Re: [Minutes] 27 Jan 2003 TAG teleconf (httpRange-14, arch doc, IRIEverywhere-27, binaryXML-30, xmlProfiles-29) from Chris Lilley on 2003-02-06 (www-international@w3.org from January to March 2003)

From: Chris Lilley <chris@w3.org>
Date: Thu, 6 Feb 2003 03:57:26 +0100
To: Martin Duerst <duerst@w3.org>
CC: www-international@w3.org, "Ian B. Jacobs" <ij@w3.org>, www-tag@w3.org, Max Froumentin <mf@w3.org>, Michel Suignard <michelsu@microsoft.com>, <emmanuel@w3.org>
Message-ID: <9331297423.20030206035726@w3.org>
On Wednesday, February 5, 2003, 2:20:53 AM, Martin wrote:

MD> Hello Chris,

MD> At 22:51 03/02/03 +0100, Chris Lilley wrote:

>>The third way, the way where %ab is not equal to %AB, means that we
>>can just give up on making FOO compare equal to %ab%cd%ef and thus, we
>>can just give up on any roundtripping from IRI to URI and thus, IRI
>>becomes merely a theoretical possibility. It becomes something that
>>exists in a spec but actual XML files contain a bunch of illegible
>>hexified nonsense.

MD> I get the impression that you are jumping to conclusions here a bit
MD> too quickly.

No, but I can see why you would think that.

MD> XML is perfectly capable of representing FOO under
MD> all circumstances without %-escapes, by using the characters directly,
MD> or using numeric character references.

Yes, it is perfectly capable. My point was that if IRI to URI was a
one way trip then people would ignore the fact that the IRI could
easily be represented in XML; *for portability* and * to be robust*
to guard against any hex escaping that might happen later down the
road they would always fully escape the IRI to start with.

MD> For this example, let's just
MD> pretend that &#xfoo; is the numeric character reference for FOO.

Clearly this is possible. My point was that if the character was not
defined to be the same as the hex escape then people would not use
this possibility.

MD> The area where FOO <-> %ab%cd%ef round tripping is most beneficial
MD> and important for IRIs is *outside* XML and other technologies
MD> (including paper) that have no way to represent FOO.

Right. So, to guard against any hexifying that might happen,
technologies that can represent FOO would represent it as %AB%CD%EF.

MD> But even
MD> in those cases, e.g. to tell somebody with an old email client
MD> (like myself) how to use a particular namespace, it's always
MD> possible to say: "well, just use xmlns:foo='http://example.org/&#xfoo;'."

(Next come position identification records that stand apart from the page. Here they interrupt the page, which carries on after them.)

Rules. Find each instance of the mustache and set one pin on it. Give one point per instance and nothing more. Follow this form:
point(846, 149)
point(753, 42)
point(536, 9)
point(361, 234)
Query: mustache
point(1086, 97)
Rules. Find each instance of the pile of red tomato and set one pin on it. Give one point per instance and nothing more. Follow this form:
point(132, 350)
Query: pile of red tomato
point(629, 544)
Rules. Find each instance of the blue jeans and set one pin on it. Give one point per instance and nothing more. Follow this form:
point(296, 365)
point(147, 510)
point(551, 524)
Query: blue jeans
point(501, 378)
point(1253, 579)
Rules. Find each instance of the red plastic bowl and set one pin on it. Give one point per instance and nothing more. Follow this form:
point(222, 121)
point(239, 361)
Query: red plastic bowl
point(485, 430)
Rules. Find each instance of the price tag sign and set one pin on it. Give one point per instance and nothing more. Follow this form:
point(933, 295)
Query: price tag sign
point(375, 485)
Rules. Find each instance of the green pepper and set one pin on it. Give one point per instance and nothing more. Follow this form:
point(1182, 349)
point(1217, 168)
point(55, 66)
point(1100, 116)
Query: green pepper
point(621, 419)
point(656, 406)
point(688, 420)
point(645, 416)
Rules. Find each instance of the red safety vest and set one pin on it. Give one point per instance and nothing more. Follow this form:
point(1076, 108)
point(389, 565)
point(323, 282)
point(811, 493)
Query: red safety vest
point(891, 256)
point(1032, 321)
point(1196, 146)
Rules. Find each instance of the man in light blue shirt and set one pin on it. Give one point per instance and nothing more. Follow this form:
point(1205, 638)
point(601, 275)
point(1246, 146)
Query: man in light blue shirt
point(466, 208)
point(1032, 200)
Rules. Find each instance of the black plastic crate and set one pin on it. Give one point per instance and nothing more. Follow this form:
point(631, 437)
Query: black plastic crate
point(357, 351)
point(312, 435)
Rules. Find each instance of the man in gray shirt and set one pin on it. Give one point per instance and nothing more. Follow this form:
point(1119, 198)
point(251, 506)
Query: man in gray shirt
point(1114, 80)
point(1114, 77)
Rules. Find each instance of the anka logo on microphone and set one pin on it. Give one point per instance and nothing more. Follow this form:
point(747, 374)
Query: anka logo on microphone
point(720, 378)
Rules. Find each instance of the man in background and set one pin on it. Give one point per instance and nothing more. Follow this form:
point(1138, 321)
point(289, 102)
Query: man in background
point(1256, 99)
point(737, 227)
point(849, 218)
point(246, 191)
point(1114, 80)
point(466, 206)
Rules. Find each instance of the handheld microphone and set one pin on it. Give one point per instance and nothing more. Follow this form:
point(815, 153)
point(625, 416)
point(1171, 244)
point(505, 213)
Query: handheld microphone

As long as i told you in an XML message and not, for example, plain
text.

MD> In contrast to %ab%cd%ef, &#xfoo; has the advantage that it is
MD> understood by every XML processor. So helping people to use
MD> &#xfoo; rather than %ab%cd%ef may actually have some benefits.

I think you miss my point completely here. Whether people have to use
an NCR or are able to type the character in directly is irrelevant.

>>MD> Currently, Namespaces in XML 1.1 (Candidate Rec) specifies that for
>>MD> purposes of namespace equivalence, '%7e', '%7E', and '~' are different
>>MD> (see http://www.w3.org/TR/xml-names11/#IRIComparison).
>>
>>Yes. This should change.

MD> Well, again, this may well be the case, but let's not jump to
MD> conclusions too quickly. I have put up some new versions of
MD> the examples from Max Froumentin that I sent yesterday at
MD> http://www.w3.org/2003/02/uriEquivTest/. test1.xsl is the
MD> stylesheet for test1.xml, and test2.xsl is the stylesheet
MD> for test2.xml. You can have a look at
MD>     http://www.w3.org/2003/02/uriEquivTest/test1.xml
MD> and
MD>     http://www.w3.org/2003/02/uriEquivTest/test2.xml
MD> directly in a XML/XSL-enabled browser, and then look at
MD> the source and the stylesheet to see what's going on.
MD> http://www.w3.org/2003/02/uriEquivTest/test2.xml is
MD> in particular very interesting because it shows a
MD> namespace IRI that is already working exactly as
MD> described at http://www.w3.org/TR/xml-names11/#IRIComparison
MD> in the following circumstances:

MD>     - XSLT stylesheet invoked via stylesheet PI on Internet Explorer 6
MD>     - XSLT stylesheet invoked via stylesheet PI on Netscape Navigator 6
MD>     - Xalan Java 2
MD>     - msxsl with version parameter set to '4.0'
MD>     - msxsl with version parameter set to '3.0'

MD> I'm looking forward to receive other test results,
MD> and suggestions for improvements to the tests.
MD> (Thanks to Emmanuel Pietriga for some help)

The test results are very interesting. However, they tell us what has
been implemented so far not what should be specified.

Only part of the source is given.